I have a vector that is constructed with numbers and letters. I want to get all the characters before the LAST letter of each value (which is I guess, always the 2nd letter of the vector). Using stringr (preferably)...
Example :
x = c("1H23456789H10", "97845784584H2", "0H987654321H0", "0P45454545A3", "63A00000000000A91")
str_extract_all(string = x, pattern = ????????)
I tried some tricks here : https://evoldyn.gitlab.io/evomics-2018/ref-sheets/R_strings.pdf
The result I want is :
"1H23456789" instead of "1H23456789H10"
"97845784584" instead of "97845784584H2"
"0H987654321", instead of "0H987654321H0"

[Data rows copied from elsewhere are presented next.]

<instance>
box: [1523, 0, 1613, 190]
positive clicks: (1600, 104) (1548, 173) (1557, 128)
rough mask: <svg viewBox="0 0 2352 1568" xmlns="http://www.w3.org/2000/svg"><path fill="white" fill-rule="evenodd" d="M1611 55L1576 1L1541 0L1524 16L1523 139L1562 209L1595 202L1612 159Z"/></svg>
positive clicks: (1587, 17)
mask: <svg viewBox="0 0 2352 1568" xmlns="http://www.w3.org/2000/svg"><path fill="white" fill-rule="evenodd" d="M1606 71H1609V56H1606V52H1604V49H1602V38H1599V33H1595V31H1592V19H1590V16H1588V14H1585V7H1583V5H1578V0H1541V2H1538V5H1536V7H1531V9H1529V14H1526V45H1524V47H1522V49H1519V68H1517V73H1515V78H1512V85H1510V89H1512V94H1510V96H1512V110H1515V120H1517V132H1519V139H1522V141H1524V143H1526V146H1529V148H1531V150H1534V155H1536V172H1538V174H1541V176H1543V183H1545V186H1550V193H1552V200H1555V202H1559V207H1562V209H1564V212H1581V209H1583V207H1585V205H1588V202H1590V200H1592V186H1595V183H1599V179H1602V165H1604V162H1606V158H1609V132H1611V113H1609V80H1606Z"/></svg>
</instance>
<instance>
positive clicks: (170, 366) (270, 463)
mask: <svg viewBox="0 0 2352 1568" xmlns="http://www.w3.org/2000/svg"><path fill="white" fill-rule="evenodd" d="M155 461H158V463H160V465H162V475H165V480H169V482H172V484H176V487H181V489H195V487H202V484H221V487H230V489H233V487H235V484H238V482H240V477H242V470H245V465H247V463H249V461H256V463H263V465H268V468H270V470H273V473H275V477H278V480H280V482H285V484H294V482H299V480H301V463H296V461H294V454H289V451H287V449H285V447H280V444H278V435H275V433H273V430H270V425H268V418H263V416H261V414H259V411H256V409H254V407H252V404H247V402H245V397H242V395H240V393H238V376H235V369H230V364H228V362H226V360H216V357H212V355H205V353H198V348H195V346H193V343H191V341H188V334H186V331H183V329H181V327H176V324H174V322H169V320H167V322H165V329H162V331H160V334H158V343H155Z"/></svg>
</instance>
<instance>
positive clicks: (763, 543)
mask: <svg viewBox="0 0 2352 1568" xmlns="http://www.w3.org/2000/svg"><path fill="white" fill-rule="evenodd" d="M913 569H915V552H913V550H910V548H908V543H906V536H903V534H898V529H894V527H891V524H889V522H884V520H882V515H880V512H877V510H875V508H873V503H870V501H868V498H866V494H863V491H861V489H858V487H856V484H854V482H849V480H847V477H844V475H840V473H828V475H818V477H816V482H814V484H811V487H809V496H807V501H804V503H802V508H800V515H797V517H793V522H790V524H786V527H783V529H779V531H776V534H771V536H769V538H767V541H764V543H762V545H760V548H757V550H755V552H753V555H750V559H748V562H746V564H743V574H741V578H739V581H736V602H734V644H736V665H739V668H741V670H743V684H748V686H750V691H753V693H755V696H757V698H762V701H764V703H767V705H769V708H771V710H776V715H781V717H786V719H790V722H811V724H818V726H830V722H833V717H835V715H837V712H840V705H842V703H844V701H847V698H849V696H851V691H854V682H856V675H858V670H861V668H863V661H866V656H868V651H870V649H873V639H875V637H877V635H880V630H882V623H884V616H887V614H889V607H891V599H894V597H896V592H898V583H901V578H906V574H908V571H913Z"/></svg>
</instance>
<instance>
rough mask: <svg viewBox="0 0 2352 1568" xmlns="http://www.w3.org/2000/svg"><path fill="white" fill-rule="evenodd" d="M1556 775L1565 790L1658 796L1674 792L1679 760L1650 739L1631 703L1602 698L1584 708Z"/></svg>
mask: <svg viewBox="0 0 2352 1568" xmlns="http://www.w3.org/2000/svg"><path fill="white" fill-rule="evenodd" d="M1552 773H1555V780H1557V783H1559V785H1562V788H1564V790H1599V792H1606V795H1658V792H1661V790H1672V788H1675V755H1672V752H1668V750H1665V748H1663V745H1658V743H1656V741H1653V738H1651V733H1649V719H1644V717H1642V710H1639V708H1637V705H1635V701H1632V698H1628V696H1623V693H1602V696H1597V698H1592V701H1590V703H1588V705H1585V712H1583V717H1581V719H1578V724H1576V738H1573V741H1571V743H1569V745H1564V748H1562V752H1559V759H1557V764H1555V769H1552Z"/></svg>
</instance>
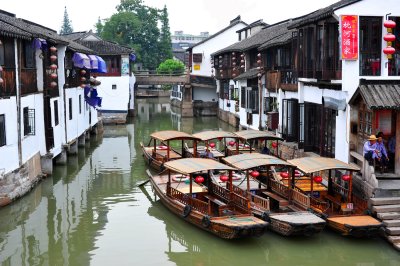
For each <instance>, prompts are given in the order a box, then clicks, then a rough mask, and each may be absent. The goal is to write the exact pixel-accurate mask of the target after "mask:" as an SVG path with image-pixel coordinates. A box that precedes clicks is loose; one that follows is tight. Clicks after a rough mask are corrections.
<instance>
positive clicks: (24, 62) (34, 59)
mask: <svg viewBox="0 0 400 266" xmlns="http://www.w3.org/2000/svg"><path fill="white" fill-rule="evenodd" d="M23 46H24V57H23V60H24V67H25V68H35V67H36V66H35V51H34V48H33V46H32V43H31V42H28V41H24V43H23Z"/></svg>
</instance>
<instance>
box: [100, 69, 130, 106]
mask: <svg viewBox="0 0 400 266" xmlns="http://www.w3.org/2000/svg"><path fill="white" fill-rule="evenodd" d="M96 79H97V80H99V81H101V85H99V86H97V93H98V96H99V97H102V98H103V99H102V104H101V110H103V111H125V112H128V103H129V79H130V77H129V76H122V77H97V78H96ZM113 85H116V86H115V89H112V88H113Z"/></svg>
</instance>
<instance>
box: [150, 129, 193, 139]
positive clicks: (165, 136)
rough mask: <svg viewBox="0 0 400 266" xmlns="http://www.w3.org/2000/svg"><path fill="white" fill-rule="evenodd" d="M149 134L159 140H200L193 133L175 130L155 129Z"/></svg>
mask: <svg viewBox="0 0 400 266" xmlns="http://www.w3.org/2000/svg"><path fill="white" fill-rule="evenodd" d="M150 136H151V137H152V138H154V139H158V140H160V141H167V140H177V139H186V140H197V141H199V140H200V139H199V138H196V137H194V136H193V135H190V134H188V133H185V132H181V131H176V130H164V131H157V132H153V133H152V134H151V135H150Z"/></svg>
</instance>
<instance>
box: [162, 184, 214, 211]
mask: <svg viewBox="0 0 400 266" xmlns="http://www.w3.org/2000/svg"><path fill="white" fill-rule="evenodd" d="M169 191H170V196H171V197H172V198H174V199H176V200H178V201H179V202H181V203H183V204H185V205H190V206H192V208H193V209H195V210H197V211H199V212H202V213H204V214H208V203H207V202H204V201H201V200H198V199H195V198H192V197H190V195H188V194H184V193H182V192H180V191H179V190H176V189H174V188H172V187H169Z"/></svg>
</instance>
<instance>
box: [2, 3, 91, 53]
mask: <svg viewBox="0 0 400 266" xmlns="http://www.w3.org/2000/svg"><path fill="white" fill-rule="evenodd" d="M0 21H1V22H3V23H6V24H8V25H10V26H12V27H14V28H16V29H19V30H20V31H24V32H26V33H29V34H31V35H32V37H33V38H42V39H45V40H47V41H50V42H52V43H55V44H64V45H67V46H68V47H69V48H70V49H71V50H73V51H76V52H83V53H93V51H92V50H90V49H88V48H86V47H84V46H82V45H80V44H78V43H75V42H73V41H70V40H68V39H66V38H65V37H63V36H60V35H58V34H57V32H56V31H55V30H52V29H49V28H47V27H44V26H42V25H39V24H36V23H34V22H31V21H28V20H24V19H20V18H16V17H15V15H14V14H11V13H8V12H5V11H0Z"/></svg>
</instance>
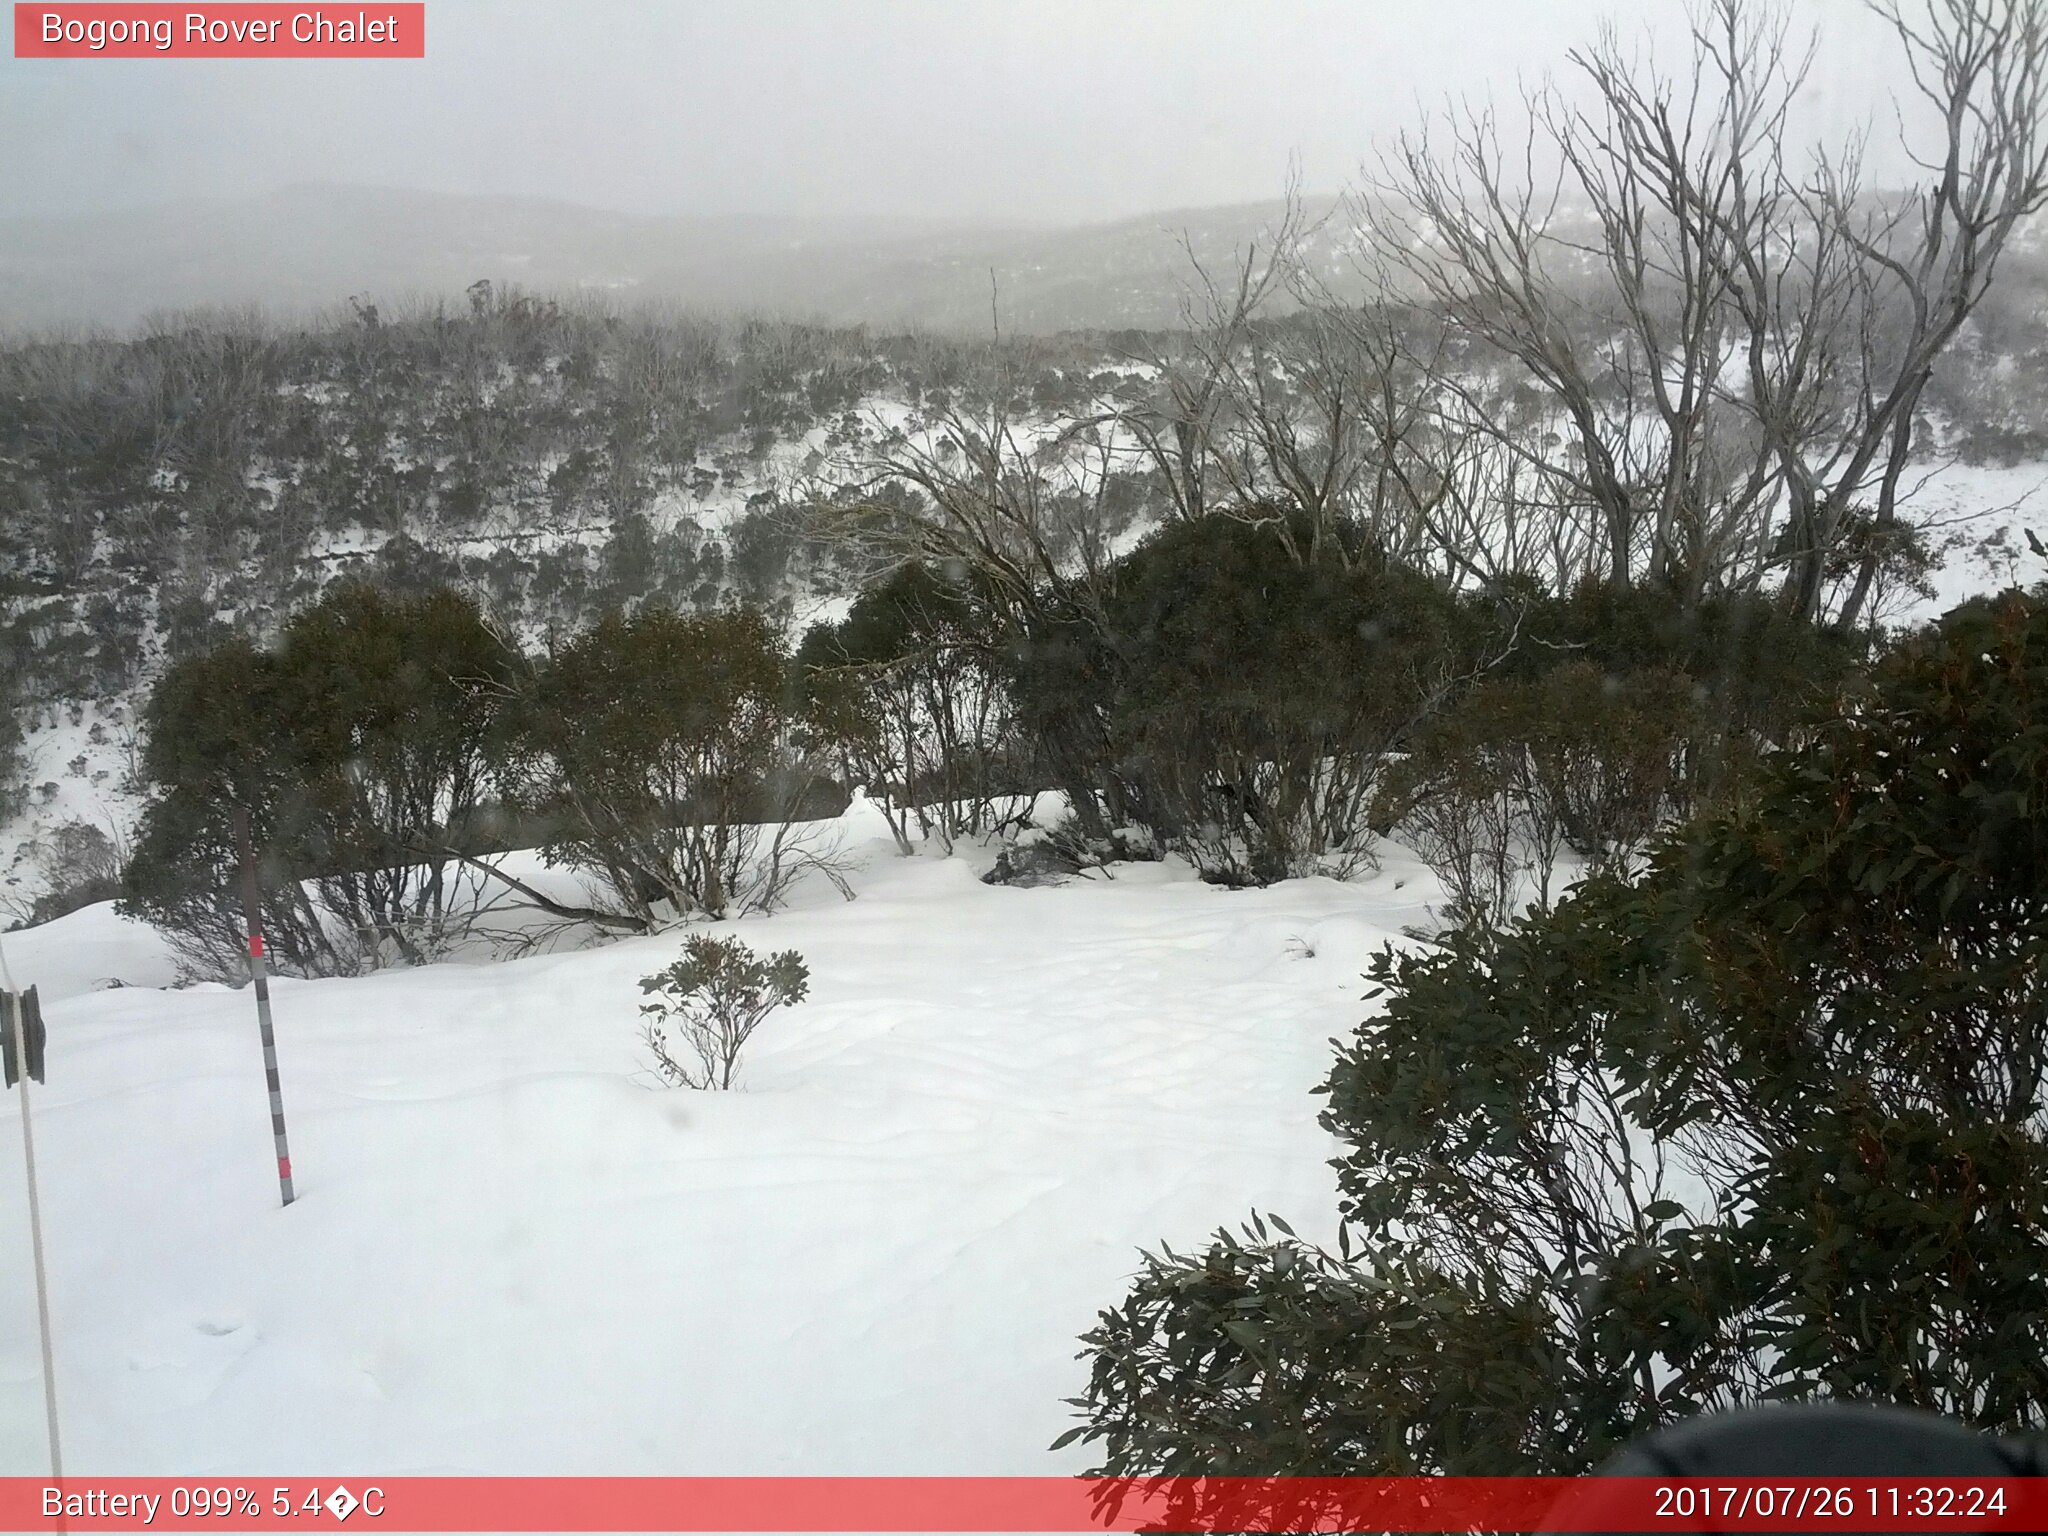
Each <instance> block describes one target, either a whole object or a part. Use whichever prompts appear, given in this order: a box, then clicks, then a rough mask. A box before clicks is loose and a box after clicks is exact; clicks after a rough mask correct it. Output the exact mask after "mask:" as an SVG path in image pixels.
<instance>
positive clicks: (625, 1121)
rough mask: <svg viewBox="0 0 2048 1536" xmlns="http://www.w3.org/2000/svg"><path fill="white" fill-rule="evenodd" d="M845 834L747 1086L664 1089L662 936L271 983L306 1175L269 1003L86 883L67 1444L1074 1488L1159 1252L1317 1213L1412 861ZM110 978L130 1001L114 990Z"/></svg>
mask: <svg viewBox="0 0 2048 1536" xmlns="http://www.w3.org/2000/svg"><path fill="white" fill-rule="evenodd" d="M874 817H877V813H874V811H872V809H868V807H864V805H858V803H856V807H854V809H852V811H850V813H848V817H846V819H844V834H846V838H848V848H850V850H856V854H858V868H856V872H854V887H856V893H858V899H854V901H852V903H846V901H842V899H840V897H838V895H836V893H831V891H829V889H827V887H823V885H819V887H817V889H809V891H803V893H799V899H797V903H795V905H793V909H788V911H782V913H778V915H774V918H766V920H748V922H739V924H729V926H723V928H725V930H727V932H737V934H739V936H741V938H745V940H748V942H752V944H754V946H756V948H762V950H766V948H788V946H793V948H797V950H801V952H803V954H805V956H807V961H809V967H811V997H809V999H807V1001H805V1004H801V1006H797V1008H793V1010H786V1012H782V1014H776V1016H774V1018H770V1020H768V1024H766V1026H764V1028H762V1032H760V1034H758V1036H756V1042H754V1047H752V1051H750V1057H748V1065H745V1083H743V1092H733V1094H690V1092H678V1090H666V1087H659V1085H655V1083H653V1081H651V1075H649V1073H647V1061H645V1053H643V1047H641V1042H639V1018H637V1006H639V1004H641V993H639V989H637V985H635V983H637V979H639V977H641V975H645V973H649V971H655V969H659V967H664V965H666V963H668V961H672V958H674V956H676V952H678V950H680V942H682V934H666V936H655V938H639V940H627V942H618V944H608V946H602V948H588V950H578V952H557V954H545V956H535V958H526V961H512V963H498V965H461V963H446V965H436V967H428V969H418V971H393V973H383V975H375V977H365V979H348V981H285V983H279V985H276V989H274V991H276V1028H279V1057H281V1065H283V1085H285V1104H287V1114H289V1126H291V1151H293V1163H295V1174H297V1184H299V1202H297V1204H295V1206H291V1208H289V1210H281V1208H279V1204H276V1182H274V1171H272V1161H270V1135H268V1124H266V1112H264V1079H262V1061H260V1053H258V1040H256V1020H254V1004H252V997H250V993H248V991H229V989H221V987H190V989H164V983H168V981H170V963H168V958H166V954H164V950H162V946H160V944H158V940H156V938H154V936H152V934H150V932H147V930H141V928H135V926H131V924H125V922H123V920H119V918H115V915H113V911H111V909H106V907H90V909H86V911H80V913H74V915H70V918H66V920H59V922H55V924H49V926H45V928H39V930H27V932H18V934H12V936H8V938H6V952H8V961H10V965H12V969H14V975H16V981H18V983H20V985H27V983H39V985H41V989H43V997H45V999H47V1008H45V1012H47V1018H49V1034H51V1040H49V1085H47V1087H41V1090H35V1133H37V1151H39V1161H41V1169H43V1212H45V1227H47V1239H49V1264H51V1286H53V1309H55V1339H57V1343H55V1352H57V1376H59V1380H57V1389H59V1399H61V1413H63V1436H66V1466H68V1470H70V1473H86V1475H113V1473H133V1475H172V1473H176V1475H215V1473H219V1475H246V1473H252V1470H276V1473H313V1470H317V1473H322V1475H338V1473H348V1475H354V1473H381V1475H401V1473H614V1475H625V1473H666V1475H690V1473H727V1475H743V1473H817V1475H852V1473H877V1475H879V1473H895V1475H922V1473H934V1475H936V1473H958V1475H971V1473H985V1475H997V1473H1001V1475H1012V1473H1059V1470H1079V1468H1081V1466H1085V1464H1087V1452H1085V1448H1079V1446H1075V1448H1069V1450H1063V1452H1059V1454H1051V1452H1049V1450H1047V1446H1049V1442H1051V1440H1053V1438H1055V1436H1057V1434H1059V1432H1061V1430H1065V1427H1067V1425H1069V1423H1071V1417H1069V1413H1071V1411H1069V1409H1067V1407H1063V1403H1061V1399H1063V1397H1069V1395H1073V1393H1075V1391H1077V1389H1079V1386H1081V1380H1083V1366H1081V1364H1079V1362H1077V1360H1075V1358H1073V1356H1075V1350H1077V1343H1075V1335H1079V1333H1081V1331H1083V1329H1085V1327H1090V1325H1092V1321H1094V1315H1096V1309H1100V1307H1106V1305H1112V1303H1116V1300H1118V1298H1120V1296H1122V1290H1124V1280H1126V1276H1128V1274H1130V1272H1133V1270H1135V1266H1137V1249H1139V1247H1141V1245H1155V1243H1159V1241H1161V1239H1167V1241H1174V1243H1176V1245H1184V1243H1198V1241H1200V1239H1202V1237H1204V1235H1206V1233H1208V1231H1210V1229H1212V1227H1217V1225H1219V1223H1225V1221H1235V1219H1239V1217H1243V1214H1245V1212H1247V1210H1251V1208H1262V1210H1278V1212H1282V1214H1284V1217H1288V1221H1290V1223H1292V1225H1294V1227H1296V1229H1298V1231H1303V1235H1305V1237H1319V1239H1327V1237H1331V1235H1333V1186H1331V1174H1329V1169H1327V1167H1325V1161H1327V1159H1329V1155H1331V1153H1333V1143H1331V1141H1329V1139H1327V1137H1325V1135H1323V1133H1321V1130H1319V1128H1317V1124H1315V1114H1317V1108H1319V1104H1321V1102H1319V1100H1317V1098H1313V1096H1311V1087H1313V1085H1315V1083H1317V1081H1319V1079H1321V1075H1323V1073H1325V1071H1327V1065H1329V1059H1331V1051H1329V1038H1331V1036H1335V1034H1341V1032H1346V1030H1348V1028H1350V1026H1352V1024H1354V1022H1356V1020H1358V1018H1360V1014H1362V1008H1364V1006H1362V1004H1360V993H1362V991H1364V983H1362V981H1360V973H1362V971H1364V965H1366V958H1368V954H1370V952H1372V950H1374V948H1378V946H1380V944H1382V942H1386V940H1389V938H1391V936H1395V934H1399V930H1401V928H1405V926H1409V924H1415V922H1419V920H1421V918H1423V903H1425V901H1427V899H1432V897H1434V895H1436V885H1434V881H1432V879H1430V877H1427V874H1425V872H1421V870H1417V868H1415V866H1413V862H1409V860H1407V858H1405V856H1401V854H1399V850H1389V858H1386V864H1384V868H1382V870H1380V872H1378V874H1372V877H1366V879H1362V881H1356V883H1350V885H1339V883H1333V881H1288V883H1284V885H1278V887H1272V889H1266V891H1235V893H1233V891H1221V889H1214V887H1206V885H1200V883H1198V881H1194V877H1192V874H1190V872H1188V870H1186V868H1184V866H1178V864H1147V866H1122V868H1118V870H1116V872H1114V879H1100V877H1098V879H1083V881H1075V883H1071V885H1065V887H1051V889H1008V887H989V885H981V883H979V879H977V874H979V870H981V868H985V862H987V860H985V858H983V856H975V854H963V856H956V858H940V856H922V858H897V856H893V854H891V852H889V844H887V840H885V838H883V836H879V834H881V823H879V819H874ZM109 979H121V981H125V983H129V985H125V987H119V989H109V987H106V983H109ZM16 1120H18V1108H16V1098H14V1096H12V1094H10V1096H6V1104H4V1108H0V1475H33V1473H37V1470H39V1468H41V1446H43V1427H41V1386H39V1372H37V1339H35V1327H33V1317H35V1311H33V1298H31V1270H29V1255H27V1204H25V1194H23V1178H20V1135H18V1124H16Z"/></svg>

"0P45454545", instead of "0P45454545A3"
"63A00000000000" instead of "63A00000000000A91"
CodePudding user response:
str_extract(string = x, pattern = "[^A-Z]*[A-Z][^A-Z]*")
# [1] "1H23456789" "0H987654321" "0P45454545" "63A00000000000"
Explanation: we want to extract 1 pattern match per input, so we use str_extract
not str_extract_all
. Our pattern [^A-Z]*
, any number of non-letters, followed by [A-Z]
exactly one letter, followed by [^A-Z]*
any number of non-letters. I just used capital letters based on your input, but you could change A-Z
to A-Za-z
inside the brackets to include lower case letters.